How to Fake a Database Design

Developers are generally bad at database design, even when they are great at SQL.

What does it mean to have a well-designed database?

Generally normalized
Denormalized only as necessary
No data is duplicated

Rules for Designing Good Databases

Nouns == tables. A good place to start is by building your tables out from the nouns in the domain.

When determining if a noun should be a column within another table or a table by itself, consider if that noun belongs to that table. In other words, does the noun make sense when separated from the rest of the table? For example, it wouldn’t make sense to separate a name column from a people table because the name is completely tied to the person. However, it may make sense to separate an address column from a customers table if the address can be considered in other contexts.
Use foreign key constraints. If one table uses an ID from another table, it must use a foreign key constraint. These constraints help to maintain referential integrity, which prevents bad references. If you don’t use foreign key constraints, your data will inevitably end up inconsistent.
Lists of things get their own table. You can loosely define a list as something that can have zero, one or many elements (with exceptions).
Many-to-many relationships should use a lookup table. These relationships should use foreign key constraints.
Equality ≠ Identity. When we say no duplication, we mean not duplicating the identity of two things. It’s completely possible for two records to share the same data but to be unique instances. For example, you could have two records in a people table that both have the name John Smith but still represent unique individuals.

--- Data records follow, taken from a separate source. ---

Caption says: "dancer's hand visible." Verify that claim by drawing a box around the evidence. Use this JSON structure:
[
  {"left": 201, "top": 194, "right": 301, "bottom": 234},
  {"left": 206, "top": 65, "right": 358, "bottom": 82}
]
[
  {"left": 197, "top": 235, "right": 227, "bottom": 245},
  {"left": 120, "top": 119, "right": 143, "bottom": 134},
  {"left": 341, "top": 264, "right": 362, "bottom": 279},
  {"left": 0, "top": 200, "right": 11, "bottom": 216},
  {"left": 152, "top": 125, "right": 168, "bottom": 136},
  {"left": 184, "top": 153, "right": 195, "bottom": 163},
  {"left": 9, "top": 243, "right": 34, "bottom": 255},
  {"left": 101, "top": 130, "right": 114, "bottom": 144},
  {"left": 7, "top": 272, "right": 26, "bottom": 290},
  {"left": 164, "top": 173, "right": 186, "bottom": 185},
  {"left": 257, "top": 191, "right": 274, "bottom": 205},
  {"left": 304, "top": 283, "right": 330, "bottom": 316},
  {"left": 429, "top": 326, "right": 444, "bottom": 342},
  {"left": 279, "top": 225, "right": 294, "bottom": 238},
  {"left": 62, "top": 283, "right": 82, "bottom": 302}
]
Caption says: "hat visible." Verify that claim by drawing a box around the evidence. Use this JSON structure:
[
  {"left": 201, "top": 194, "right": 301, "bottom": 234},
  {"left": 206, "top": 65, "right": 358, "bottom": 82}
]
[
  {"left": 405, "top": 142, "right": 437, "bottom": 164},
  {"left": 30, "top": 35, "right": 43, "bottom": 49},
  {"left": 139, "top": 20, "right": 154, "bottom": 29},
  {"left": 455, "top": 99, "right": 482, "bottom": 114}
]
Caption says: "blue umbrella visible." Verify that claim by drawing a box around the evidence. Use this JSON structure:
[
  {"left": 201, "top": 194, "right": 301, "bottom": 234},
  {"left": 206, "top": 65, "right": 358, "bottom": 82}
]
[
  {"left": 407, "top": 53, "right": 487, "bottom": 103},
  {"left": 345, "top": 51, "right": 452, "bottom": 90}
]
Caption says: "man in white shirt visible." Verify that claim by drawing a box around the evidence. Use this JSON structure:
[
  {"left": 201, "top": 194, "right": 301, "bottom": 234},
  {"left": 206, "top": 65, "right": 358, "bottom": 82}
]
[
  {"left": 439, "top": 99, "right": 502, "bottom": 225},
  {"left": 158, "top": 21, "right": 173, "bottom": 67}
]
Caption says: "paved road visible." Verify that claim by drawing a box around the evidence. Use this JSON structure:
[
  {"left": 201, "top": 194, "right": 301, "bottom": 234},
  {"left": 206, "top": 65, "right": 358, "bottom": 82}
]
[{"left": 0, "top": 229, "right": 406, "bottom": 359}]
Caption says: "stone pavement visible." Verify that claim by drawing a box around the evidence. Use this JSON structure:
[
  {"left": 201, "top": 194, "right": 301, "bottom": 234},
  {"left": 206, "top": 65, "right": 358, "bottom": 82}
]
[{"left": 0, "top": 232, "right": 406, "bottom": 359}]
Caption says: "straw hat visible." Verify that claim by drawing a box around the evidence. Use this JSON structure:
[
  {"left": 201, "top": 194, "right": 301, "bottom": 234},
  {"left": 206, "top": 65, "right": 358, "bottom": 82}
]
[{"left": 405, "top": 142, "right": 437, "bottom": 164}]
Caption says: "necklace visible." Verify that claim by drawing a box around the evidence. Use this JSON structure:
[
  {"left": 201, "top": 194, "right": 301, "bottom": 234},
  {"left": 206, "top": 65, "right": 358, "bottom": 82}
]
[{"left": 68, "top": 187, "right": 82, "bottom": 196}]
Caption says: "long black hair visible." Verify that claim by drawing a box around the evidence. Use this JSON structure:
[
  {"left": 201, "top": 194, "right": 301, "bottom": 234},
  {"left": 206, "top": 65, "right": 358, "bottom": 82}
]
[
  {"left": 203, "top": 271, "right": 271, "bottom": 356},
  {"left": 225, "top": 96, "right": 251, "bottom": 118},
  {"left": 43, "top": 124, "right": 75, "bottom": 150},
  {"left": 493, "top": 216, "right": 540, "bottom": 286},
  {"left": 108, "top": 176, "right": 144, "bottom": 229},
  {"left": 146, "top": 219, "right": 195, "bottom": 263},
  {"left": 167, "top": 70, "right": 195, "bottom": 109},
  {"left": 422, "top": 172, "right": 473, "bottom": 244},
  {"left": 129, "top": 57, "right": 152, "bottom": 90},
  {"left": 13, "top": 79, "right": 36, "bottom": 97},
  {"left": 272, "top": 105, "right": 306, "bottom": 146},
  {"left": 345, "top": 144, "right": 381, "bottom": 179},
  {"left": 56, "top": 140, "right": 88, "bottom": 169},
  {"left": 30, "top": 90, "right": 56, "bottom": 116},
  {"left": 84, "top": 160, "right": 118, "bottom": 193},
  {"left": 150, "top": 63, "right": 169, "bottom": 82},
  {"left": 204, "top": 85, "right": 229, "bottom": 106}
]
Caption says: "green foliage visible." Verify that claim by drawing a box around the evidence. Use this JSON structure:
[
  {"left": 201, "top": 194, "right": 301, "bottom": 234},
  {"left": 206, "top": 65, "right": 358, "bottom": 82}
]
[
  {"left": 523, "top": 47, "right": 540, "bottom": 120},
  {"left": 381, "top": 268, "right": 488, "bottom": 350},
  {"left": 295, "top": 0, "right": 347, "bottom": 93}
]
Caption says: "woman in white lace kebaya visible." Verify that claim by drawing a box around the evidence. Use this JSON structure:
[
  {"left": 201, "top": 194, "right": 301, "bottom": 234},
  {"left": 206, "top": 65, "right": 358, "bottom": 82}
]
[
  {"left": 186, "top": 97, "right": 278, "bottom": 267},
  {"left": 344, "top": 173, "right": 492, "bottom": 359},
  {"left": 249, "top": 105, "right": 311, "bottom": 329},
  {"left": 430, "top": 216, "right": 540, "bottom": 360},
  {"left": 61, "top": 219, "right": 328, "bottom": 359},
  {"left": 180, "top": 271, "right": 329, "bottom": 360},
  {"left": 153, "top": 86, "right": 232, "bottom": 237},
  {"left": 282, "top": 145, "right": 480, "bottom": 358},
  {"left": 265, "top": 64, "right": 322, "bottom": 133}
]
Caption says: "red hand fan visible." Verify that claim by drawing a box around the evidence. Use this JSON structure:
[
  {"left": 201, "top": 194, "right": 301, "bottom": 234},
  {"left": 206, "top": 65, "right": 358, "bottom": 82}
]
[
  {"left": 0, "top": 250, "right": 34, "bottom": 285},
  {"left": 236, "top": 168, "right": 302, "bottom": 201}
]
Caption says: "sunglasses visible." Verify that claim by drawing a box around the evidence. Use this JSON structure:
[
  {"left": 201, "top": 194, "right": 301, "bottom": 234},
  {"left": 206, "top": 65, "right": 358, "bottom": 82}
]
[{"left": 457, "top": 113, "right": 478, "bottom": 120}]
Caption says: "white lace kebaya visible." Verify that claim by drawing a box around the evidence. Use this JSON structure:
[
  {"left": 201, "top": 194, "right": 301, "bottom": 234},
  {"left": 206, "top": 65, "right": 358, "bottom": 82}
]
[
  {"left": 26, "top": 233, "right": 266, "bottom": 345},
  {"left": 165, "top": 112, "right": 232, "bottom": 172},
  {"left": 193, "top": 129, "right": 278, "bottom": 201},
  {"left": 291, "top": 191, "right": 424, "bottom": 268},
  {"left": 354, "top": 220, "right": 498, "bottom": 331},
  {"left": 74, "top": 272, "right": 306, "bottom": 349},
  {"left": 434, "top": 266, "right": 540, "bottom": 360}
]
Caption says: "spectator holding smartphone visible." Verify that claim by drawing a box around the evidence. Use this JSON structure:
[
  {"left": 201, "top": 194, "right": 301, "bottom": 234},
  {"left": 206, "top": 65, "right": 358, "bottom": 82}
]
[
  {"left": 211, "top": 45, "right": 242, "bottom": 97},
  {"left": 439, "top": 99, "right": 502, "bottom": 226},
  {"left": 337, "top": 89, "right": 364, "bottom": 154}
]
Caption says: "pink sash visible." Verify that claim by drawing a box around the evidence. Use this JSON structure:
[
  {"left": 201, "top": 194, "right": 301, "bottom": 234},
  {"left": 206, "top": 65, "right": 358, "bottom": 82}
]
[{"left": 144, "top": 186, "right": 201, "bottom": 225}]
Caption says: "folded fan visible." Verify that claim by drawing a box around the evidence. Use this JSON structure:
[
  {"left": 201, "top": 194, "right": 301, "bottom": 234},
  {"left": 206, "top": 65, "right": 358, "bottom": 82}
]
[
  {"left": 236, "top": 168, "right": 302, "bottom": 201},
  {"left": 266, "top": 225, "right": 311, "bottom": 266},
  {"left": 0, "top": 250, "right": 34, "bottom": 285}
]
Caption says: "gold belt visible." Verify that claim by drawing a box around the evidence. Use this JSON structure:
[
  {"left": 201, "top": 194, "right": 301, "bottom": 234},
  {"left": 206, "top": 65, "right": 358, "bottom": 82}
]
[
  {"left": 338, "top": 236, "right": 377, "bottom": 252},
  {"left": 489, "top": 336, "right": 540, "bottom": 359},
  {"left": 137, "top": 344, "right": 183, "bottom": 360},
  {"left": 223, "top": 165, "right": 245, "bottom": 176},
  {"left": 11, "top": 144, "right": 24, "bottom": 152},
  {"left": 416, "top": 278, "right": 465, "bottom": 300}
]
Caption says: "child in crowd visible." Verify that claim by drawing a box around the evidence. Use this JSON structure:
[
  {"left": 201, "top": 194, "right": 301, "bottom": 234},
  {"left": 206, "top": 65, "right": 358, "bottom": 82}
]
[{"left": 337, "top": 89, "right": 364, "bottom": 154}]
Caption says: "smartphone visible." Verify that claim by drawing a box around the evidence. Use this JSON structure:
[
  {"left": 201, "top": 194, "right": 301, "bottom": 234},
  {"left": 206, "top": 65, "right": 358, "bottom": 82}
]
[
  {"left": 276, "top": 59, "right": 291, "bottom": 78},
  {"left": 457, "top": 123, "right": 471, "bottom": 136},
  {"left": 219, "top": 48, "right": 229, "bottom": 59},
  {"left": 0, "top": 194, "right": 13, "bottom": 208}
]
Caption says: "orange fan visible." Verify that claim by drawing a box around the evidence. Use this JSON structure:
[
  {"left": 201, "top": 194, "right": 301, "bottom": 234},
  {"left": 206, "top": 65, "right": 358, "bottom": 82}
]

This rule can be summed up as: watch for equal values that aren’t identical.
Name columns as descriptively as possible. Names are very important in databases. Names should hint at their use. You should carefully consider the names of things. In a well-designed database, it should be hard to insert bad data.

He doesn’t like id columns. He’d prefer <table>_id. I think this makes sense when you’re writing raw SQL, but it’s better to stick to the framework conventions when using an ORM.
Avoid null values. Curtis defines null as an unknown value and claims we shouldn’t use them most of the time.

The first point I disagree with is his definition of null. The common definition of null is not unknown—it’s nothing.

I’m on the fence about this point. On one hand, he points out several situations where I think it’s good to avoid null values:
- When null is used to represent an unknown value, then I agree with his point. In those cases, it definitely makes sense to avoid them. This is distinct from when null is used to represent “nothing,” which is a perfectly valid time to use null. When null is being used in place of another value as a special case, then two columns are probably more appropriate, or switching to an enum in the case of a flag. For example, using null to represent a one-time event in a frequency integer column might be tempting, but that’s not the same as “nothing.”
- Rather than using null to indicate something is missing, it might be better to break those values out into a separate table. This applies especially when multiple columns, such as in an address, are tied together. In these cases, the existence or non-existence of a record is a better indicator if something has an address.
Curtis also lists query complexity as a reason for avoiding null, but with an ORM like Rails, that complexity is abstracted away, so it’s not a concern.

Finally, using other values, such as an empty string, to represent “nothing” is an anti-pattern. In these cases, you’re creating a “magic value” that’s not clear from the type of your column, which comes with its own downsides.

Jargon

Curtis mentions several terms during his talk. While his talk isn’t about formal terminology, I thought it might still be helpful to note down some of the definitions.

Normalization: “[The] process of structuring a database, usually a relational database, in accordance with a series of so-called normal forms, in order to reduce data redundancy and improve data integrity.” (Wikipedia) This idea was first proposed by Edgar F. Codd as part of his relational model. A database is typically said to be normalized if it meets the third normal form (3NF).
Normal forms: These are a hierarchy of rules that can be applied to databases. Each rule adds a new constraint.
Data integrity: "Data integrity is the overall accuracy, completeness, and consistency of data. Data integrity also refers to the safety of data in regard to regulatory compliance — such as GDPR compliance — and security. It is maintained by a collection of processes, rules, and standards implemented during the design phase.” (Qlik)
Data definition language (DDL): “A syntax for creating and modifying database objects such as tables, indices, and users” (Wikipedia)
Surrogate key: An artificially generated key that uniquely identifies a row. This key should have no semantic relationships with the data in the record. An example might be a UUID. The primary advantage of using surrogate keys is that the identifier is insulated from changes to the data.
Natural key: A unique key tied to the data in a record. An example might be a zip code acting as a primary key to identify a mail delivery zone. These are also called business keys or domain keys.
Referential integrity: All of the references (via foreign keys) are valid. This ensures non-existent references can’t be created or updated and that records can’t be deleted while referenced elsewhere.